Speech-to-Text Client Libraries

This page shows how to get started with the new Cloud Client Libraries for the Speech-to-Text API. Read more about the client libraries for Cloud APIs, including the older Google APIs Client Libraries, in Client Libraries Explained.

Installing the client library

C#

Install-Package Google.Cloud.Speech.V1 -Pre

Go

go get -u cloud.google.com/go/speech/apiv1

Java

If you are using Maven, add this to your pom.xml file:
<dependency>
  <groupId>com.google.cloud</groupId>
  <artifactId>google-cloud-speech</artifactId>
  <version>0.49.0-alpha</version>
</dependency>
If you are using Gradle, add this to your dependencies:
compile 'com.google.cloud:google-cloud-speech:0.49.0-alpha'
If you are using SBT, add this to your dependencies:
libraryDependencies += "com.google.cloud" % "google-cloud-speech" % "0.49.0-alpha"

Node.js

npm install --save @google-cloud/speech

PHP

composer require google/cloud-speech

Python

For more on setting up your Python development environment, refer to Python Development Environment Setup Guide.
pip install --upgrade google-cloud-speech

Ruby

gem install google-cloud-speech

Setting up authentication

To run the client library, you must first set up authentication by creating a service account and setting an environment variable.

GCP Console

  1. Go to the Create service account key page in the GCP Console.

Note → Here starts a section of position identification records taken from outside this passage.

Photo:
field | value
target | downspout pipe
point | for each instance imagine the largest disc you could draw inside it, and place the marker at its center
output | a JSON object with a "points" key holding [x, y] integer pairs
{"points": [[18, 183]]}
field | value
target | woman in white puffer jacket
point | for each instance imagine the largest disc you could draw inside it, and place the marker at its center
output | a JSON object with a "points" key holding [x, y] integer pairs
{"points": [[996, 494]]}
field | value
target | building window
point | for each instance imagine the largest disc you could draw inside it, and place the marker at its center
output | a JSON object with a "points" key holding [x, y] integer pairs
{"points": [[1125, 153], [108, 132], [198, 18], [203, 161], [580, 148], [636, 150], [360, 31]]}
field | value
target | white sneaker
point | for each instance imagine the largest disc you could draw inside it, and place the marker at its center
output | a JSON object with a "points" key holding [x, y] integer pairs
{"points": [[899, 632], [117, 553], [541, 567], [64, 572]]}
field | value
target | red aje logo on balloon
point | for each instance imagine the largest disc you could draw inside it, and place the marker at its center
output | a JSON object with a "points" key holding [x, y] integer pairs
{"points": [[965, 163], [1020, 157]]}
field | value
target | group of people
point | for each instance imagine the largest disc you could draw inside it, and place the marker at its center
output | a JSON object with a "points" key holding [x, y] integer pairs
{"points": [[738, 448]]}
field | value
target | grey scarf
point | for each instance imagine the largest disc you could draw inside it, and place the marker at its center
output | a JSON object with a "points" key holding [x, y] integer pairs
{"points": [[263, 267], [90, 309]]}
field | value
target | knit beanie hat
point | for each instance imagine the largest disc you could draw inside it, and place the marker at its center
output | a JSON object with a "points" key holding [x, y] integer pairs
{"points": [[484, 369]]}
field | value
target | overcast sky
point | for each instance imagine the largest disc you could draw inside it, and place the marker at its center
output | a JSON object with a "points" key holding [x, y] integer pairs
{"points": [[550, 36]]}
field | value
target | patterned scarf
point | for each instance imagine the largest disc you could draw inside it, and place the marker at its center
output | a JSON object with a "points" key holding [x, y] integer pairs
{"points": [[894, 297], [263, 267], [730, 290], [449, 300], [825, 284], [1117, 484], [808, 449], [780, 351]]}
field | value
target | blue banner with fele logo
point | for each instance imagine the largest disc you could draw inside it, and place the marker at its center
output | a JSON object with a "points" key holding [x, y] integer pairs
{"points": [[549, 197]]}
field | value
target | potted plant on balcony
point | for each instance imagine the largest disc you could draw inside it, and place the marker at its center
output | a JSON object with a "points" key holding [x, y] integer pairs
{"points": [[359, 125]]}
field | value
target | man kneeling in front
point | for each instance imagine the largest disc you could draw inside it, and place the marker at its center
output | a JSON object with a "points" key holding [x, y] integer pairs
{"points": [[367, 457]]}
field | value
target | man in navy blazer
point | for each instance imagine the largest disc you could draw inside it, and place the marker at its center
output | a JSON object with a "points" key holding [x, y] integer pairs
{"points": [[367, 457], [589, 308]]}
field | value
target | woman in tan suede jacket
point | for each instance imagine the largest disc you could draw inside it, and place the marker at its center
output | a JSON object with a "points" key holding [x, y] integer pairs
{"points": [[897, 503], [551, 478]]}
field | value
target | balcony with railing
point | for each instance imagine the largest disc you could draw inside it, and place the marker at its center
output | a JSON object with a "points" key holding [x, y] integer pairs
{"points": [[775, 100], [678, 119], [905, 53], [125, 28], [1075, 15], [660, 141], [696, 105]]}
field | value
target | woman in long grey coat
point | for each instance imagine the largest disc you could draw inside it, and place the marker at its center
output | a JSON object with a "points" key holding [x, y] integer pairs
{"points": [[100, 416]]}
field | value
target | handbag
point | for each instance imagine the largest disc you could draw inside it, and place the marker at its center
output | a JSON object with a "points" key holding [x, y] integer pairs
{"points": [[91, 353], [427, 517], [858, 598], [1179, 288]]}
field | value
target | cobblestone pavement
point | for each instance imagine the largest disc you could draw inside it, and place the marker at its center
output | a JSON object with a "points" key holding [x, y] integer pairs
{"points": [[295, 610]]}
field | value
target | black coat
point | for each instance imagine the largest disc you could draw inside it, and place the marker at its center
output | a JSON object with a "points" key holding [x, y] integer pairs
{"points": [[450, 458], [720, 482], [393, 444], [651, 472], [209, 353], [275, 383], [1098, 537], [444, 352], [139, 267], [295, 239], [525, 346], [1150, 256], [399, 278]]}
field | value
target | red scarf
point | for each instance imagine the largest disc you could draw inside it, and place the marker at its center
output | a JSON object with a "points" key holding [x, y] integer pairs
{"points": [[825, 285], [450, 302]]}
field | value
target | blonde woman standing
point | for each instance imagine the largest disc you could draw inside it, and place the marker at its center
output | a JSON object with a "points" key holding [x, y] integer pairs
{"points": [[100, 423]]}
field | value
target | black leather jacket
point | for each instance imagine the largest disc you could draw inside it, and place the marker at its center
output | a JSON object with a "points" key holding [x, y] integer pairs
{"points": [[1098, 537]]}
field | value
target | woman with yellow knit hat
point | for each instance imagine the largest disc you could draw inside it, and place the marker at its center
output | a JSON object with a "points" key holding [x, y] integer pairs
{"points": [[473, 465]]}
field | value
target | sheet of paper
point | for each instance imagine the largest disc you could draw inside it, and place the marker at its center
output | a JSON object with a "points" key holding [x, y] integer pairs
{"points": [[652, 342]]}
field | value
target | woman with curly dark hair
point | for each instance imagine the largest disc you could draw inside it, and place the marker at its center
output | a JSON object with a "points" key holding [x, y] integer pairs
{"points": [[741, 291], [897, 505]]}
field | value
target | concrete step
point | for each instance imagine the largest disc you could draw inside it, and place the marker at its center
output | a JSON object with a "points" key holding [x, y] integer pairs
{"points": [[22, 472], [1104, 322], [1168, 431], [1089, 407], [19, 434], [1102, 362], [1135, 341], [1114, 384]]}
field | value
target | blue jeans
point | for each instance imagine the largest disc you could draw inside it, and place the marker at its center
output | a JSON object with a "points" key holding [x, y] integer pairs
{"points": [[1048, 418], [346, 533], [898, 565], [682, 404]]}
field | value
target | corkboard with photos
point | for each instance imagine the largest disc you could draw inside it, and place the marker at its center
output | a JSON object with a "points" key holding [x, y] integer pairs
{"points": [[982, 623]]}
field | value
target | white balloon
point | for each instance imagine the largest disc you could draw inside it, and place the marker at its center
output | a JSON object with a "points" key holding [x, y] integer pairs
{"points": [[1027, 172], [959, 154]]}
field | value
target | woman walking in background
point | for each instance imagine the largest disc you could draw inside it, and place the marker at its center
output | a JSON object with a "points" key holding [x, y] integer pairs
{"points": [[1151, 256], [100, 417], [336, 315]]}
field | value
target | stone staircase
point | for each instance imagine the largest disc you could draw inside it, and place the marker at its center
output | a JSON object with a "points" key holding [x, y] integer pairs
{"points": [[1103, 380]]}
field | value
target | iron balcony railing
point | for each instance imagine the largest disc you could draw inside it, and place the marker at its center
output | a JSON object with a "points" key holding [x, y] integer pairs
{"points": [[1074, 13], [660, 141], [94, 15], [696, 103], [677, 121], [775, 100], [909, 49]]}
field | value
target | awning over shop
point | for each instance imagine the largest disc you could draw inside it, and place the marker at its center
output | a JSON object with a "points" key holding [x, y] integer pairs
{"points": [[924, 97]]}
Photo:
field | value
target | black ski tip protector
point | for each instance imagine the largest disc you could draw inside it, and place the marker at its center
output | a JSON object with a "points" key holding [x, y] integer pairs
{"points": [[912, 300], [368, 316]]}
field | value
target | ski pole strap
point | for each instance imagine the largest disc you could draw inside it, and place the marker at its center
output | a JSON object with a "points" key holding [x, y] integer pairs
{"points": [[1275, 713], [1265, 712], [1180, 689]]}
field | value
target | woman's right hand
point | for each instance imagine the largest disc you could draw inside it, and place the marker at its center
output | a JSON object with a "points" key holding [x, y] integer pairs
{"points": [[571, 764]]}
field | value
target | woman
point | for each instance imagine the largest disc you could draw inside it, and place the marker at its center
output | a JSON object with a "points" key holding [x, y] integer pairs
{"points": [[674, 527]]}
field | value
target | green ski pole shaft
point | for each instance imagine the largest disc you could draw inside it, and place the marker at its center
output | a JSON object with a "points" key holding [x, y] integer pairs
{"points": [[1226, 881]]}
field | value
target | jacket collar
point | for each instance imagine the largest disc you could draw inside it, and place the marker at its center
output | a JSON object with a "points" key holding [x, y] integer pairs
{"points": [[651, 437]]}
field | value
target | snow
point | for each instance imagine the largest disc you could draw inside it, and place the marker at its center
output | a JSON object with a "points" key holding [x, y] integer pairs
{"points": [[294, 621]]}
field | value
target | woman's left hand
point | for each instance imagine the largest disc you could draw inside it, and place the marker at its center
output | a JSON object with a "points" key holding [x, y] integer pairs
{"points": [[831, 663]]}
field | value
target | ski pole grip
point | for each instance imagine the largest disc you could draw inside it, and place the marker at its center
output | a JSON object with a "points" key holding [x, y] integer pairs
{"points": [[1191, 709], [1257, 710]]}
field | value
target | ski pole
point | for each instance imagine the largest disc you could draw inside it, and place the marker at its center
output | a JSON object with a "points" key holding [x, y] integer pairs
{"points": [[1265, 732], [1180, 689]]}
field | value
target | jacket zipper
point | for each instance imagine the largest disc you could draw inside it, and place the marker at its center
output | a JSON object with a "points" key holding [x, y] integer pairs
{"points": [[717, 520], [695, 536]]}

    Go to the Create Service Account Key page
  2. From the Service account drop-down list, select New service account.
  3. Enter a name into the Service account name field.
  4. From the Role drop-down list, select Project > Owner.

    Note: The Role field authorizes your service account to access resources. You can view and change this field later using GCP Console. If you are developing a production application, specify more granular permissions than Project > Owner. For more information, see granting roles to service accounts.
  5. Click Create. A JSON file that contains your key downloads to your computer.

Command line

You can run the following commands using the Cloud SDK on your local machine, or within Cloud Shell.

  1. Create the service account. Replace [NAME] with your desired service account name.

    gcloud iam service-accounts create [NAME]
  2. Grant permissions to the service account. Replace [PROJECT_ID] with your project ID.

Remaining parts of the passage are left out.